USC Gamecocks Football

He was USC’s top recruit a year ago. Now he aims to be voice for Gamecocks defense

The challenge ahead of Jamyest Williams is significant.

The sophomore on South Carolina’s football team is moving to a position he hasn’t played in years. Safety isn’t all that unlike corner, but there are changes, especially after a season in which he was both precocious and felt the sting of learning on the job with all eyes on him.

And yet, as he looks toward a different task, he’s focused on the small things and one particular aspect of what his coaches want.

“Just got to have great days day in and day out,” Williams said. “Coach (Will) Muschamp said that he really wants our safeties and our Mike linebackers to be our vocal standpoint of the defense. I feel like I can really be that.”

He was the crown jewel of Muschamp’s first recruiting class out of Grayson High School in Georgia. He became the starting slot corner his first game. In his second, he made an exceedingly difficult play to help swing things for the Gamecocks.

But the rest of the first season wasn’t that easy. Standing at 5-foot-9, some opponents could work him into unfavorable matchups. There were several big 1-on-1 battles he lost, and he once had a goal line miscue that earned him one of the more vicious Muschamp glares you will see (plus a benching for most of the rest of the game).

All told, 38 tackles and a pair of interceptions in 11 games is a solid start for most freshmen. Williams wanted more.

“I feel like I could’ve had a better season than I had,” Williams said. “It was a few freshman mistakes that I made while being out there.

“In the SEC, I realized, it’s going to happen. Everybody’s going to have their up and down plays.”

His season ended with a shoulder injury, one that cost him spring practice. It was during spring the coaches came to him with a proposition. He’s been a corner through his high school career, and while his athleticism was a boon in the slot, his size presented challenges.

So how about safety?

He said “yes, sir” and got to work learning it.

“He has really good instincts in man and zone,” Muschamp said. “He has a tremendous work ethic. He is extremely bright, and he works really well in everything that he does. He has improved his communications skills, and that has got to be critical for you in the safety position because we have to be locked in back there as far as the other safety is concerned, and the nickel and the corners have to have a lot of communication with our linebackers. We put an awful amount on our Mike and both of our safeties.”

In open portions of practice, he’s been working with the top group of safeties. Grad transfer J.T. Ibe hadn’t been healthy enough to go yet, and starter Steven Montac was sidelined Tuesday, but it’s worth noting how quickly a player who was unfamiliar with the spot could get to that point.

His coaches said he’s coming to extra meetings to get a better feel for the position, and it’s paid off in a few ways.

“He’s doing well,” defensive coordinator Travaris Robinson said. “Obviously, he had some familiarity with what we’re doing. So he obviously understands some of the things we’re asking him to do back there, but it’s just little stuff, nuances of the position, playing in the deep part of the field when the ball comes.”
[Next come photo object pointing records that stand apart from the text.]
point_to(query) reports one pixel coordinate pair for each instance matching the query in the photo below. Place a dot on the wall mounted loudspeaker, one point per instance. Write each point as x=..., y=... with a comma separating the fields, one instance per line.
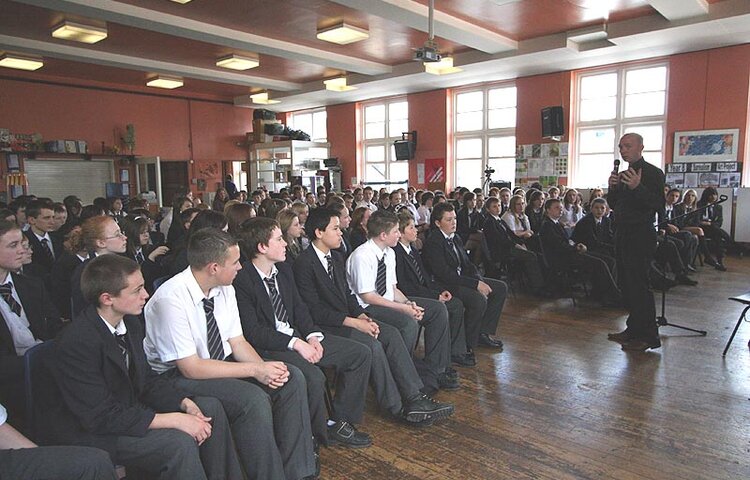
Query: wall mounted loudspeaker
x=552, y=122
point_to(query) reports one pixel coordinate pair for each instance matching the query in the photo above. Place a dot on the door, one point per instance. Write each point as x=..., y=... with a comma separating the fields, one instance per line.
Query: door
x=148, y=177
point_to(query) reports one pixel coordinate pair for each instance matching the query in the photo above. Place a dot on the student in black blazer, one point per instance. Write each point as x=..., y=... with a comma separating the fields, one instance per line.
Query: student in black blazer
x=333, y=306
x=445, y=257
x=46, y=248
x=562, y=253
x=111, y=399
x=282, y=329
x=507, y=247
x=26, y=310
x=415, y=281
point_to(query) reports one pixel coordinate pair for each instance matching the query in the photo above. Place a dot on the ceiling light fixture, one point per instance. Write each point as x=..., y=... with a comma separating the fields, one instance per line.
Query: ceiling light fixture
x=261, y=98
x=163, y=81
x=442, y=67
x=20, y=62
x=238, y=62
x=342, y=33
x=338, y=84
x=78, y=32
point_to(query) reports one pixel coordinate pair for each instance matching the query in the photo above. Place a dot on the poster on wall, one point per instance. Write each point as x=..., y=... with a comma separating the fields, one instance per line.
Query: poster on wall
x=706, y=146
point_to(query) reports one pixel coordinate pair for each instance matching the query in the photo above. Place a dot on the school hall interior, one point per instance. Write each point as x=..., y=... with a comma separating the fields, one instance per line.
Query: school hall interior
x=559, y=401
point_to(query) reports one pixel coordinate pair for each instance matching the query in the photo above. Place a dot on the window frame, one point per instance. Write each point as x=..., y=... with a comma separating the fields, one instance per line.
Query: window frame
x=619, y=124
x=485, y=133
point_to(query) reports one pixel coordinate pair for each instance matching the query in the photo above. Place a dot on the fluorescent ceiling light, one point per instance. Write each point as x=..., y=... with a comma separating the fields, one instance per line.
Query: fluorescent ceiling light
x=163, y=81
x=262, y=98
x=443, y=67
x=343, y=34
x=79, y=33
x=338, y=84
x=238, y=62
x=21, y=62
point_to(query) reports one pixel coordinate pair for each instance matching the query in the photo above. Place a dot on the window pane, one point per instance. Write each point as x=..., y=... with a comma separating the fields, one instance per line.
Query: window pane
x=319, y=125
x=502, y=146
x=375, y=153
x=399, y=172
x=469, y=102
x=598, y=140
x=374, y=130
x=468, y=122
x=593, y=170
x=646, y=80
x=644, y=104
x=469, y=173
x=598, y=109
x=398, y=110
x=502, y=118
x=469, y=148
x=653, y=135
x=598, y=86
x=375, y=113
x=502, y=98
x=375, y=172
x=397, y=127
x=505, y=169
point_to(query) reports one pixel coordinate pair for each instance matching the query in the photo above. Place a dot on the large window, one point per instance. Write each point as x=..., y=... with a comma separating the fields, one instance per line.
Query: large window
x=312, y=122
x=383, y=123
x=610, y=104
x=484, y=134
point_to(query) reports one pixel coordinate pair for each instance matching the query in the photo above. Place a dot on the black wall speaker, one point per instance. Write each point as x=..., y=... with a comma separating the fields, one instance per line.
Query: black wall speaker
x=552, y=122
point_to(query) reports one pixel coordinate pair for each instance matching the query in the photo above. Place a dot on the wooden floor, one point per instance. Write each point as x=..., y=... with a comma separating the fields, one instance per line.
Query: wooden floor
x=562, y=402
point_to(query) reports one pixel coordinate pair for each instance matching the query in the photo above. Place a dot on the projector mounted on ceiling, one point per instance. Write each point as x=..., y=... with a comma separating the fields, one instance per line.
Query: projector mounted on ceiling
x=429, y=52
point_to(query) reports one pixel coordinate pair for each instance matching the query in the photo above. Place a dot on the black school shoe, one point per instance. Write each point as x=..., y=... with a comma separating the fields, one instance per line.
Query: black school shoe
x=343, y=433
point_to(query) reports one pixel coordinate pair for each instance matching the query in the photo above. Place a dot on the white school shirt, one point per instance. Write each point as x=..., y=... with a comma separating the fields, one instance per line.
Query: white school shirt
x=362, y=270
x=176, y=321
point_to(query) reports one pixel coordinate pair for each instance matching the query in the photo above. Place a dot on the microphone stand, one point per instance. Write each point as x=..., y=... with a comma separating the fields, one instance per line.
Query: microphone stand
x=661, y=320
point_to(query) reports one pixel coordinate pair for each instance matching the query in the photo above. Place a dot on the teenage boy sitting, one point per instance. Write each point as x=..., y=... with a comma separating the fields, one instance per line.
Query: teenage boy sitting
x=117, y=403
x=194, y=336
x=278, y=324
x=371, y=271
x=321, y=279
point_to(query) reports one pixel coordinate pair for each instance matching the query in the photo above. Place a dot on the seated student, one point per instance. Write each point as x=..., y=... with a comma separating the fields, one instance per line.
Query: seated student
x=194, y=337
x=320, y=275
x=41, y=217
x=278, y=324
x=445, y=257
x=23, y=459
x=562, y=254
x=111, y=399
x=28, y=318
x=505, y=246
x=371, y=272
x=686, y=242
x=414, y=281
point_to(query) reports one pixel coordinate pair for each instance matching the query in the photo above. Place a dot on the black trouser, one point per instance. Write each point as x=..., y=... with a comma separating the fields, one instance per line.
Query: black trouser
x=635, y=246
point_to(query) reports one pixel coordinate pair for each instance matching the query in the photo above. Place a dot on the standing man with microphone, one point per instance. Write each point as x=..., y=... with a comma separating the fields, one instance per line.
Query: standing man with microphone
x=636, y=195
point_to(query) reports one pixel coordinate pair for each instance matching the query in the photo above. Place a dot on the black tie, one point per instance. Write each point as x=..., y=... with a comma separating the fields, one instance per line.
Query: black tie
x=122, y=342
x=380, y=283
x=413, y=259
x=46, y=247
x=213, y=337
x=6, y=290
x=278, y=305
x=329, y=260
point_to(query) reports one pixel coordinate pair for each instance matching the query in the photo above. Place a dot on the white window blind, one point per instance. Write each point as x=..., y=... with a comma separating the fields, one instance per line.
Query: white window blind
x=57, y=179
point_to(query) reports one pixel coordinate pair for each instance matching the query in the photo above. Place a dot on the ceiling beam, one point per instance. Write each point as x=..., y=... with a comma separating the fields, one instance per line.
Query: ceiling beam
x=415, y=15
x=138, y=17
x=680, y=9
x=96, y=57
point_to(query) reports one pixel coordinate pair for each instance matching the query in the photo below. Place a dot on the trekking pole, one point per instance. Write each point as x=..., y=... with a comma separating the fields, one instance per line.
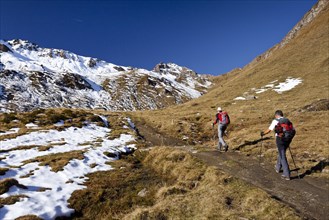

The coach noted he doesn’t yet have the natural instincts working in an unfamiliar spot, but those will come with time and work.

The Gamecocks are replacing a pair of senior safeties in D.J. Smith and Chris Lammons (both former cornerbacks). Montac is a player USC’s coaches trust, but there isn’t another player who is practicing and has taken real snaps as safety at USC in a game.

With his speed, ability to cover ground and knack for getting to the ball, Williams has the potential to do a lot at safety. But he’s still playing catch up.

He didn’t get to go in the spring owing to shoulder surgery. So he had to sit, wait and watch. But to him, that’s as much a part of playing his new spot as anything else.

“Everything is mental and film and meeting with the coaches,” Williams said. “Just learning, getting in with people to do more. Learning the whole defense. Learning the concepts of the defense, and also just going out there a little bit, walking through it with your teammates.”